Cresci na vigência de João Paulo II, que era todo simpatias e até bastante amigo de Portugal, ou de Fátima. Mas conivente com o estatuto de luxo da sua figura, persistindo numa representação opulenta que acabou por deixar uma impressão postiça, demasiado próxima do sonso político que me parece não poder caber a uma pessoa espiritual.

A Igreja avança aos nicos, ao menos no que respeita ao que assume publicamente. Por dentro, claro que há muito que os padres se emanciparam nos amores e nas alegrias. De qualquer modo, como máquina simbólica, move-se muito pouco e procura convencer a multidão daquilo que apregoa, mais do que daquilo em que acredita. Este impasse parece-me devastador. Hoje, só não sabe mais quem não observa.

Parece-me que o grande desafio da Igreja agora é fazer corresponder o que pratica ao que legisla. Porque não se pode querer aplicar uma lei com dois mil anos a uma humanidade cada vez mais liberta de temores instrumentais. Temores perversos que se inventaram para estruturar sociedades segundo interesses machistas e de castas dominantes.

Que o Papa venha a Portugal, sobretudo este, considero bonito. Lamento que tudo se tenha passado para peregrino e que os portugueses tenham sido enxotados o mais possível. Solicitados a não aparecerem, abdicarem de chegar a Lisboa, de estar em Lisboa, de trabalhar em Lisboa, comer um pastel, apanhar o metro. Com o Papa presente, tudo é para peregrino. Enquanto cidadão, senti-me absolutamente excluído. Qualquer hipótese de me abeirar foi sujeita à mais veemente desmotivação.

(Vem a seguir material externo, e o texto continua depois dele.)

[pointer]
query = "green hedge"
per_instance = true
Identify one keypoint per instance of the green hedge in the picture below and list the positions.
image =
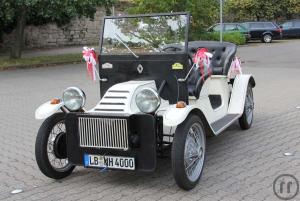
(234, 37)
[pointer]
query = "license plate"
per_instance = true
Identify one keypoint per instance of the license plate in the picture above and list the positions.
(114, 162)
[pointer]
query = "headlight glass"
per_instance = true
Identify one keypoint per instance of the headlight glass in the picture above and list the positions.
(147, 100)
(73, 98)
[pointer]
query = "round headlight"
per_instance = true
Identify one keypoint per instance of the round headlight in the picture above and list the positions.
(74, 98)
(147, 100)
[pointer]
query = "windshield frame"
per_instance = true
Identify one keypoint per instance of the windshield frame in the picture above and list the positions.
(149, 15)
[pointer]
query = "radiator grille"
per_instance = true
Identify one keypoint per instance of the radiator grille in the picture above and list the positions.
(103, 133)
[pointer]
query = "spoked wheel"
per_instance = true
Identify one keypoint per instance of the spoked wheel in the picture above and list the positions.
(246, 119)
(188, 152)
(267, 38)
(50, 148)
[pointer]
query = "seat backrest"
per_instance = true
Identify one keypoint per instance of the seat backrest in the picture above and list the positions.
(223, 54)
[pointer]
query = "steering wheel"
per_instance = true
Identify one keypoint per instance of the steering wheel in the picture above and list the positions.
(172, 48)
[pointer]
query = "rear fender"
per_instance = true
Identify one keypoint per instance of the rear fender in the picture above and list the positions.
(47, 109)
(175, 116)
(238, 93)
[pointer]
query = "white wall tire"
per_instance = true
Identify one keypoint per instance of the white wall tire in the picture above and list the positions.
(188, 152)
(45, 155)
(246, 119)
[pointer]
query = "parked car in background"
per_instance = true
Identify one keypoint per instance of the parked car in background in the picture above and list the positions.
(291, 29)
(229, 27)
(265, 31)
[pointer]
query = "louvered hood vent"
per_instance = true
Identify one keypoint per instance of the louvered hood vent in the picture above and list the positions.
(120, 98)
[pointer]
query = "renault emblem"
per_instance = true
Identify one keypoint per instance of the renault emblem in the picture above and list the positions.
(140, 68)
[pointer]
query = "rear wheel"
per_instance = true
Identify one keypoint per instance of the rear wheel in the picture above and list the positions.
(50, 148)
(267, 38)
(246, 119)
(188, 152)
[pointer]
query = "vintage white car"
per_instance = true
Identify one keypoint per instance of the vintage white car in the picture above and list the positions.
(154, 95)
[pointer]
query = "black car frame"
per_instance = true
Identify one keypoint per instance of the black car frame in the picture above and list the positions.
(264, 31)
(152, 97)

Defendo uma espiritualidade à altura dos gestos. Quero dizer. Aquilo que se defende tem de ser aquilo que se faz. E espero sempre que um Papa, desde logo como Francisco poderá querer ser, tem de agir exactamente de acordo com o que se espera: comprometido com os pobres, agindo pelos oprimidos, pelos enfermos, pelos excluídos. Infelizmente, fico com a sensação de que o sistema captura Francisco. Mais do que lhe permitir cumprir sua própria fé, coloca-o ao serviço de outros poderes. Poderes que não hesitam na esperancinha cândida de comprarem o Céu com o aparato beato que criaram na Terra.

Que bom que Francisco veio. Melhor seria se vir aqui fosse uma normalidade que não sacrificasse nada nem ninguém. Que trouxesse apenas inspiração e calma. Tumulto nenhum.